著者は周りのペースに合わせるのが苦手であり、1人の時間が必ず必要とのこと。これはとても共感できる。おそらく内向的な人の特徴だと思う。

周りのペースに合わせるのが苦手である。心のペースを乱されるのが、いやである。あまりに周りのペースに合わせていると、自分の大切な時間を他人に侵され、犠牲にされているきがしてならない。自分の心が消耗させられている感覚を覚える。

だから一日のうちの大半の時間を他人と過ごすのには、とても抵抗があり、強いストレスを感じる。例えるなら自分のペースで走れないマラソンといった感じか。息継ぎをしない水泳にも似ている。それが月曜から土曜まで続くのでは、たまらない。一日二十四時間のうち、人との交流時間は、のべ四時間くらいでいい。他人との交流は、二日おきくらいが自分にはちょうどいい気がする。

「父親との葛藤、「相田みつを」責め」

著者の父親は常識を振り回す人間で、父親との関係は子どもの頃からずっと悪かったようだ。

特に面白いと思ったのは、父親が「相田みつを」の言葉を借りてひきこもりの著者へメッセージを送ってくるところ。著者はそれを「相田みつを責め」と表現している。

”常識責め”に加えてここと数年で加わった父の責め苦に、”相田みつを責め”がある。名称は私が心の中で勝手につけたものだ。父はあの”にんげんだもの”の相田みつをが好きらしい。それで相田みつをの言葉が入った日めくりカレンダーを、洗面所やトイレのドアの内側に掛けている。

その言葉の選び方が、どうも私に向けられているフシがある。父が私に言いたいことを、相田みつをの言葉から探して選んでめくっているようなのである。例えば先日洗面台に立ったら、”考えてばかりいると日がくれちゃうよ”とあった。部屋にこもって考えてないで、早く働きに出ろということだろう。

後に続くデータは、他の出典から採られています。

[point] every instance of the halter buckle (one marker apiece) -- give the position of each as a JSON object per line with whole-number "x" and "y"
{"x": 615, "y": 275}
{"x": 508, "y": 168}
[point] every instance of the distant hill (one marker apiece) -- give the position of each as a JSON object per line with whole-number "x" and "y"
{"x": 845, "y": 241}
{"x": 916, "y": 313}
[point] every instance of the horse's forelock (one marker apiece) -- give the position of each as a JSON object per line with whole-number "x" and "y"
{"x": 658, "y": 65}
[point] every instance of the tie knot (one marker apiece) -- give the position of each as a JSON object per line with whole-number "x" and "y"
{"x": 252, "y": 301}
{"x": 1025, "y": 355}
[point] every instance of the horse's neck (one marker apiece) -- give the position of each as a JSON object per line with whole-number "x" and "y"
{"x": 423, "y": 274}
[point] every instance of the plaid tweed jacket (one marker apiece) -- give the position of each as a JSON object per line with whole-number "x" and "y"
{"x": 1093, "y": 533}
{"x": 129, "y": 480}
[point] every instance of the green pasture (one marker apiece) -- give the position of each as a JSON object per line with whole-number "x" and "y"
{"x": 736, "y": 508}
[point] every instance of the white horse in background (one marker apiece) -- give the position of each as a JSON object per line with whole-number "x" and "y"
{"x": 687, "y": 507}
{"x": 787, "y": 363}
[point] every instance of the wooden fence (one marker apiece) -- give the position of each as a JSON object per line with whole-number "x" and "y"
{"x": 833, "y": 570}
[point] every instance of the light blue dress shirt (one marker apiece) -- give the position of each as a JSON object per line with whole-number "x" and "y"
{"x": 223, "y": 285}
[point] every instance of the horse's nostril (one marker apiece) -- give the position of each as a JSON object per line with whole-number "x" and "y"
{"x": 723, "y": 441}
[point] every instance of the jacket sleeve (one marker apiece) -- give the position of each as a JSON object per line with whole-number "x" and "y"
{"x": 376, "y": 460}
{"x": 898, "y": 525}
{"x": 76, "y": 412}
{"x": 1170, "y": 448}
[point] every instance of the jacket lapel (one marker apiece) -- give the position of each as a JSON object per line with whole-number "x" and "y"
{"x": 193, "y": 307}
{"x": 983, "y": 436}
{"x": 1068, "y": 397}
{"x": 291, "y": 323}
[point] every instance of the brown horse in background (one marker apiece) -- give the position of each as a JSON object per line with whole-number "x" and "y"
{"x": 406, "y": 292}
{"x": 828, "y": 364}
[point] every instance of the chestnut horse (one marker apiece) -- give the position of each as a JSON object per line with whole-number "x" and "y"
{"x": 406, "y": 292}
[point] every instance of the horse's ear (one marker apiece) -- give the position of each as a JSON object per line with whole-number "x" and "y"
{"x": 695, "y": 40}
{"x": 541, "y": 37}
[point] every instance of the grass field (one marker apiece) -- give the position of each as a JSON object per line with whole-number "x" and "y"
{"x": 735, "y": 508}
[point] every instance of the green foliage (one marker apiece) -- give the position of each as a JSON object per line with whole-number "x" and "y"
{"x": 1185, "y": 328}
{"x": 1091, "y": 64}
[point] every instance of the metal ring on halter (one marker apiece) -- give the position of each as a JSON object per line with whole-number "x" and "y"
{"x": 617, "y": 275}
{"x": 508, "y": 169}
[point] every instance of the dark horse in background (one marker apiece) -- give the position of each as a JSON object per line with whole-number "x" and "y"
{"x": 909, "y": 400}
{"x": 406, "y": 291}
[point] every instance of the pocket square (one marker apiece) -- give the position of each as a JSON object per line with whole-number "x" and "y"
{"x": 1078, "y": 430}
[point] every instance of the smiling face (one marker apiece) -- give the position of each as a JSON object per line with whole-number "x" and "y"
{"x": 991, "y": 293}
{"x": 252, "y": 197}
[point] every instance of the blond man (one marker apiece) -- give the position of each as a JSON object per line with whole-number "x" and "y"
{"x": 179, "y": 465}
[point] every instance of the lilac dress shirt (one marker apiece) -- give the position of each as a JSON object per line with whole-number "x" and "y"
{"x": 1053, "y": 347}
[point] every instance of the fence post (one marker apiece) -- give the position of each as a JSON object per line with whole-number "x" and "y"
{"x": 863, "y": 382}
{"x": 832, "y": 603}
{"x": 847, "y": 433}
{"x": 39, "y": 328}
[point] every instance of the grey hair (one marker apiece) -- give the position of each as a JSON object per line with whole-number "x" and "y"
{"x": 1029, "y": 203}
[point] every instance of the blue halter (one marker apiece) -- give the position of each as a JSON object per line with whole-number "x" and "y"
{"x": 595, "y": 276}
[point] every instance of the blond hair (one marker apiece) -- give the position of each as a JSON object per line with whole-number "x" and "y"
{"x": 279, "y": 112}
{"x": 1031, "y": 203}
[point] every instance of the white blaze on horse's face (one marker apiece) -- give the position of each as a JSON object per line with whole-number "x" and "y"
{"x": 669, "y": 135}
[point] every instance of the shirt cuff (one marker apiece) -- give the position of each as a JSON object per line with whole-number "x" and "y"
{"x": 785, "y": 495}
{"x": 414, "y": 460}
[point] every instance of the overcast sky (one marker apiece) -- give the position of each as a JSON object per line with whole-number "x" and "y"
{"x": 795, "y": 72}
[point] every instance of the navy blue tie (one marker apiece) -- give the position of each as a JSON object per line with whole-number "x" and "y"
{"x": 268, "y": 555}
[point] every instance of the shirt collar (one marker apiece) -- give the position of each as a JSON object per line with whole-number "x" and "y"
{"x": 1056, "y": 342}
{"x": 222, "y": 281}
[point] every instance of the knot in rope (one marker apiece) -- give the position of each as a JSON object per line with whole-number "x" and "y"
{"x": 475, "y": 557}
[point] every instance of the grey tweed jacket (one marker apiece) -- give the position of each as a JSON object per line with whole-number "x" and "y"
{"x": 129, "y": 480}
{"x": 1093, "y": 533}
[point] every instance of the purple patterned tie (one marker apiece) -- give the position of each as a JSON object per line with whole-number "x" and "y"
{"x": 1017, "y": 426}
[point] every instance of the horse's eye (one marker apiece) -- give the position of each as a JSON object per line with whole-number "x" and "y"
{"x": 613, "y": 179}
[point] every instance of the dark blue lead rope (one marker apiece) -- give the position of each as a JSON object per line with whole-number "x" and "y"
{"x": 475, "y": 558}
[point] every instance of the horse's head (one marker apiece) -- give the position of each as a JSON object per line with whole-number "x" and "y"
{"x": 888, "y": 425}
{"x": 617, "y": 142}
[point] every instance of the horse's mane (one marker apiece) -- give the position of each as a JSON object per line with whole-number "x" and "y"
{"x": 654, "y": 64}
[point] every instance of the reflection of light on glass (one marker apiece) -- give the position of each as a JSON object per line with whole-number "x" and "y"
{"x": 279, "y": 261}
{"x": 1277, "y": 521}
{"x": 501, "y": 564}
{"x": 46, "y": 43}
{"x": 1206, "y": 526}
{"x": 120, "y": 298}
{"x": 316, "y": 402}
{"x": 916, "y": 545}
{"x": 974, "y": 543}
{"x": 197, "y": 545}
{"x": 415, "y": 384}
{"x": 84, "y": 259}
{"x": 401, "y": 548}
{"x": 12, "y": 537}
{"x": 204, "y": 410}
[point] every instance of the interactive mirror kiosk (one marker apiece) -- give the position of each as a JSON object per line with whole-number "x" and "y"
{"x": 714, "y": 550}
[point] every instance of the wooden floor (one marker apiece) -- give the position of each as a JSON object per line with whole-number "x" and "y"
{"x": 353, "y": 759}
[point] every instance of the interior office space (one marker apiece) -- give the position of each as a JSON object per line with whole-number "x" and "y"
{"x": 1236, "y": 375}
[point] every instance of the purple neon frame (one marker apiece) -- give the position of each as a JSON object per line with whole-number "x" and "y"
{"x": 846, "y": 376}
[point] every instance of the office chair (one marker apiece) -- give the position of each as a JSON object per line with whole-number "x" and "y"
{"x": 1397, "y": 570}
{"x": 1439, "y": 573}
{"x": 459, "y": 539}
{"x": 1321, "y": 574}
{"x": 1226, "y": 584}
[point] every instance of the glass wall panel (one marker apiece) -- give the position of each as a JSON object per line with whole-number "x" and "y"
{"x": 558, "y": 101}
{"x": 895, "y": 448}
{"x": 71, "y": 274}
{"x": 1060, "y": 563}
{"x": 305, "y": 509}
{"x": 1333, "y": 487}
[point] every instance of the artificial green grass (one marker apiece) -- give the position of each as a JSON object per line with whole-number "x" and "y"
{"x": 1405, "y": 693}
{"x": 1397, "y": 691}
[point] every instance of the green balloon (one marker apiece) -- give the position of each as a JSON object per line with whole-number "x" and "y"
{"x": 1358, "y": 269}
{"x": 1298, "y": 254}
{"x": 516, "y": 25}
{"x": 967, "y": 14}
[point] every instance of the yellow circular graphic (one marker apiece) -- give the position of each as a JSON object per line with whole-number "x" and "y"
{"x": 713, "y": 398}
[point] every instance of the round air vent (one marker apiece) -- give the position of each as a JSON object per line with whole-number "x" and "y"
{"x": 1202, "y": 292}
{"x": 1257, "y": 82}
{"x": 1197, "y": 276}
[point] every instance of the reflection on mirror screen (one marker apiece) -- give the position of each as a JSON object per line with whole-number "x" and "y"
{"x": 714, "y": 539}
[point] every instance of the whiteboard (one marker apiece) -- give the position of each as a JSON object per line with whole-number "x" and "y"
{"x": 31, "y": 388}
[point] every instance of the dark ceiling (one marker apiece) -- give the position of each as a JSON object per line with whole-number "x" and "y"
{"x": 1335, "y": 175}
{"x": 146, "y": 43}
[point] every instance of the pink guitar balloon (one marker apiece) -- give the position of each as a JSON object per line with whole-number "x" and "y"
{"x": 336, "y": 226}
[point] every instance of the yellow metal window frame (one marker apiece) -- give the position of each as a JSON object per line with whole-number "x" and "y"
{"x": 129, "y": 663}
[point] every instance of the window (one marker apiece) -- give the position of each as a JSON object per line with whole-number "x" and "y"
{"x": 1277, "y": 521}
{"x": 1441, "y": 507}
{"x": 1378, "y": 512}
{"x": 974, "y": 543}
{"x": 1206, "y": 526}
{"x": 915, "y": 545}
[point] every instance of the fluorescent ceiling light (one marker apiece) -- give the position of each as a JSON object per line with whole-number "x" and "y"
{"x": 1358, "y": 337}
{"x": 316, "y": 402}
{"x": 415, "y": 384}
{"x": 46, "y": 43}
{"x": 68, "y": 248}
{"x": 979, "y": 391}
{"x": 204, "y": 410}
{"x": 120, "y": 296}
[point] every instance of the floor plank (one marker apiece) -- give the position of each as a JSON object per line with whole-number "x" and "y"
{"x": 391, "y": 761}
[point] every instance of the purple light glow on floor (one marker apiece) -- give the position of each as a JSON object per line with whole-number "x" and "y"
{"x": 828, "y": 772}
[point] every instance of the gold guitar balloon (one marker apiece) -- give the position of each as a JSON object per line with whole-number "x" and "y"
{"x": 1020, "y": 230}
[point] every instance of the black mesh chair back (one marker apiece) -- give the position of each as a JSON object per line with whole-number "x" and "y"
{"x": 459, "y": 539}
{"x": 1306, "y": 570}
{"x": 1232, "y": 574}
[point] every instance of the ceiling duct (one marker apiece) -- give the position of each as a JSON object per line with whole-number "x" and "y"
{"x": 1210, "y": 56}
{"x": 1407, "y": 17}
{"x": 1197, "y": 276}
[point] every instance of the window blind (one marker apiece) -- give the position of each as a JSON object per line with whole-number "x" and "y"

「相田みつを」の言葉は、普通はポジティブなものとして受け取られることが多いが、ひきこもりの人にとっては、自分が責められているようにように思えるのかもしれない。

「物が心配で実家を出れない」

少し不思議に思ったのは、著者は父親と仲が悪いにもかかわらず、実家を出ることがない点。著者は家庭内暴力に対する不安も書いていて、深刻な事態(警察沙汰など)に発展する可能性も危惧している。父親も著者に1人暮らしをすすめたことがあったそう。

しかし著者によると、部屋には大切な物(漫画やビデオなど?)が(おそらく持ち出せないくらい)たくさんあり、もし一人暮らしをしたら父親に処分されてしまうのではないかと心配であり、それで実家から出ることができないとのこと。「物」が著者の大きな心の支えになっているようだ。この点はオタク的な人と共通点があるのかなと少し思った。

「著者の絵はプロ級」

著者はずっと漫画家を目指しているようで、本書でもイラストや漫画がいくつかのっている。これを見る限りプロとしても十分やっていけそうなくらい上手だと思う。実際絵の仕事もされているようだ。

著者の漫画やイラストが楽しめるのも本書の魅力の一つだと思う。